The VM built by Vagrant can be configured with a fully-qualified domain name (FQDN) that can be set in the configuration YAML. For example, using the default configuration settings, your VM will be accessible at the IP address specified in [vm_ip], but if you'd like to access your XNAT site by domain name, you can set the [server] property to the FQDN (like xnat.dev) you'd like to use. The FQDN will be mapped to the [vm_ip] in the VM's /etc/hosts file. In order to reach the VM using this address, you'll need to add the server-to-IP mapping in your host machine's hosts file. For OS X and Linux machines, this just means adding the following line to your local /etc/hosts file:

10.0.0.170  xnatdev xnat.dev

On Windows, if you specify a FQDN for [server], you will also need to modify the hosts file, but it's a bit more involved. This page describes the process for most OSes, including Windows.

Customization

NOTE: Customizations are read from the local.yaml file

local.yaml

NOTE: support for reading custom settings from custom.yaml files is no longer supported - it was redundant with local.yaml, so use local.yaml instead.

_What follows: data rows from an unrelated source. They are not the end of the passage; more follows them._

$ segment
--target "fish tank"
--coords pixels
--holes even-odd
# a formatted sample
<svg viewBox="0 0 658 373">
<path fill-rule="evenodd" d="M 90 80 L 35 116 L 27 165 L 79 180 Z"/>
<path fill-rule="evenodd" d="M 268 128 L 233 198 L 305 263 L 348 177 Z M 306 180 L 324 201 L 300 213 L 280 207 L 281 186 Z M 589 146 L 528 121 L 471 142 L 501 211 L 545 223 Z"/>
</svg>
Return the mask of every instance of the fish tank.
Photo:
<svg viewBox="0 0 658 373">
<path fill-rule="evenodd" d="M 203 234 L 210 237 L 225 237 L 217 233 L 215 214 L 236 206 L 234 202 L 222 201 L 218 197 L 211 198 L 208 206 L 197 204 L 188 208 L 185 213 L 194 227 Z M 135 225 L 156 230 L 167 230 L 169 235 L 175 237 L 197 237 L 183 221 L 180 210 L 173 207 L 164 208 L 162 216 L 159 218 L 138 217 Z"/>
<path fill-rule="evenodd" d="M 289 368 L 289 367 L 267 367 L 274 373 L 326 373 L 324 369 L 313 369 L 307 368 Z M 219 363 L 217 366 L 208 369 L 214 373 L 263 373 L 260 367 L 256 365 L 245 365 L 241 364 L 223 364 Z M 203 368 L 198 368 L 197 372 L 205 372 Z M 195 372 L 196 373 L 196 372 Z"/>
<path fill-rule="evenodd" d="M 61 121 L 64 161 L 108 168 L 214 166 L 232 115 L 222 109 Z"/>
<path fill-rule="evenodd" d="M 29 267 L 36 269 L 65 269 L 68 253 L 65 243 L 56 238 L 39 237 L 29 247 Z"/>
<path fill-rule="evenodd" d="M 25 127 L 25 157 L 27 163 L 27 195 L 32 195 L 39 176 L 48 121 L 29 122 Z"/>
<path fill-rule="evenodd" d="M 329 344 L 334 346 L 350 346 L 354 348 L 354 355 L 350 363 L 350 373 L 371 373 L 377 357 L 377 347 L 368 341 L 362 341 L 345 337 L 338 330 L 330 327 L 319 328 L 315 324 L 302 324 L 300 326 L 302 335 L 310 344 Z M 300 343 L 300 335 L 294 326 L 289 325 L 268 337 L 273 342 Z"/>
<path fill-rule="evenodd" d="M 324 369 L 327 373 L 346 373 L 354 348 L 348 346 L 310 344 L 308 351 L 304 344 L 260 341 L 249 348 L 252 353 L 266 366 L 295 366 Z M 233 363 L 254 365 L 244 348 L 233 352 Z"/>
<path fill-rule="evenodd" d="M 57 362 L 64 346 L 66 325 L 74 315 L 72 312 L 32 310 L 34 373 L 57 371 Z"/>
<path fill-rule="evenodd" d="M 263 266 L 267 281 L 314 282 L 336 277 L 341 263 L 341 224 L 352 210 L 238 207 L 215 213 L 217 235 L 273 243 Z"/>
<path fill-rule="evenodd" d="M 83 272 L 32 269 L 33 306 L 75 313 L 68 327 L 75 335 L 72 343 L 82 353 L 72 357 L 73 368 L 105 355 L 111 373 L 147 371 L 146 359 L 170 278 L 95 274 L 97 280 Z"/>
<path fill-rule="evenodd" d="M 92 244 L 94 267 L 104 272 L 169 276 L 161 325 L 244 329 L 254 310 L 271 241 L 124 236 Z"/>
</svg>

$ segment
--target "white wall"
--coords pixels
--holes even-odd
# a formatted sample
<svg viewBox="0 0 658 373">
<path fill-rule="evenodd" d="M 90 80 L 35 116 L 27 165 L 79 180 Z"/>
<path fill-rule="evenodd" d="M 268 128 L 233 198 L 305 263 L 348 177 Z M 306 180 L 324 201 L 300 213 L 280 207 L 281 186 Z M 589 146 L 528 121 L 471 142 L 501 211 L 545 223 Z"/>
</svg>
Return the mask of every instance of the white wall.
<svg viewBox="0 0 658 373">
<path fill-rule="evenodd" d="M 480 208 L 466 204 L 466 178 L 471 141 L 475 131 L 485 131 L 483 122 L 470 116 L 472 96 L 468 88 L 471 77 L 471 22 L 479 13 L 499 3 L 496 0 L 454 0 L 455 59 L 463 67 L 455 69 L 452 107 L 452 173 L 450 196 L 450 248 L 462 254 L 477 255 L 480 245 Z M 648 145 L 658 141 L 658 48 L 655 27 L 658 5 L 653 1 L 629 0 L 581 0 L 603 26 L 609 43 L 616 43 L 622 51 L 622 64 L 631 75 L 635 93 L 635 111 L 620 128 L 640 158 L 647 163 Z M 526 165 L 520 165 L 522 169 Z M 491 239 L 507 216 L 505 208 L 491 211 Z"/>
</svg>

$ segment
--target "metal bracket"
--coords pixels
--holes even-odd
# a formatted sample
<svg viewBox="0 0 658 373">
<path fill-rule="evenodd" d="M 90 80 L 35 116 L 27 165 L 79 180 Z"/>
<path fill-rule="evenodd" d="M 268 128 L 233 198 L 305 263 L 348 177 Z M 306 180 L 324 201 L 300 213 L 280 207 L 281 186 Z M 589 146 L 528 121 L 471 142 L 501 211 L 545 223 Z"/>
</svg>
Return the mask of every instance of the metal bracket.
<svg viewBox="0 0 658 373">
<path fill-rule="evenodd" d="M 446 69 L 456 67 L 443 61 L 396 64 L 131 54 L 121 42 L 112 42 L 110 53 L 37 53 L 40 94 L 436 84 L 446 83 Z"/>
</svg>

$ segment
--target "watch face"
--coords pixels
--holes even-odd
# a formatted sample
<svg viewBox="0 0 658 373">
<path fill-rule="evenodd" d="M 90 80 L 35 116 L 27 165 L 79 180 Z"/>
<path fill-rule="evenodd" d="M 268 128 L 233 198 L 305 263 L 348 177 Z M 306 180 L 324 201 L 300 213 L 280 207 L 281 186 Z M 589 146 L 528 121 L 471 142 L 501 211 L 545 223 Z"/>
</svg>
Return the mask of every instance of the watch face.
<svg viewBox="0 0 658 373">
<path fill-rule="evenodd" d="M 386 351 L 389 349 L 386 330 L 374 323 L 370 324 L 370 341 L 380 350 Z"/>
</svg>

You can override specific default settings by creating a file named custom.yaml that contains ONLY those parameters you wish to override.

For example, if you wanted to set custom [name], [admin], and [vm_ip] values, you would put the following lines into a custom.yaml file.

# local.yaml

name:       'xnatcustom'
admin:      'admin@yourdomain.org'
vm_ip:      '10.1.7.0'

All other settings will be inherited from the default.yaml file and any configuration file specified in the [config] property.

Accessing the XNAT Application

Once your XNAT Vagrant instance is up and running, XNAT should be available at the FQDN indicated in the configuration YAML. Just enter that into your browser address bar.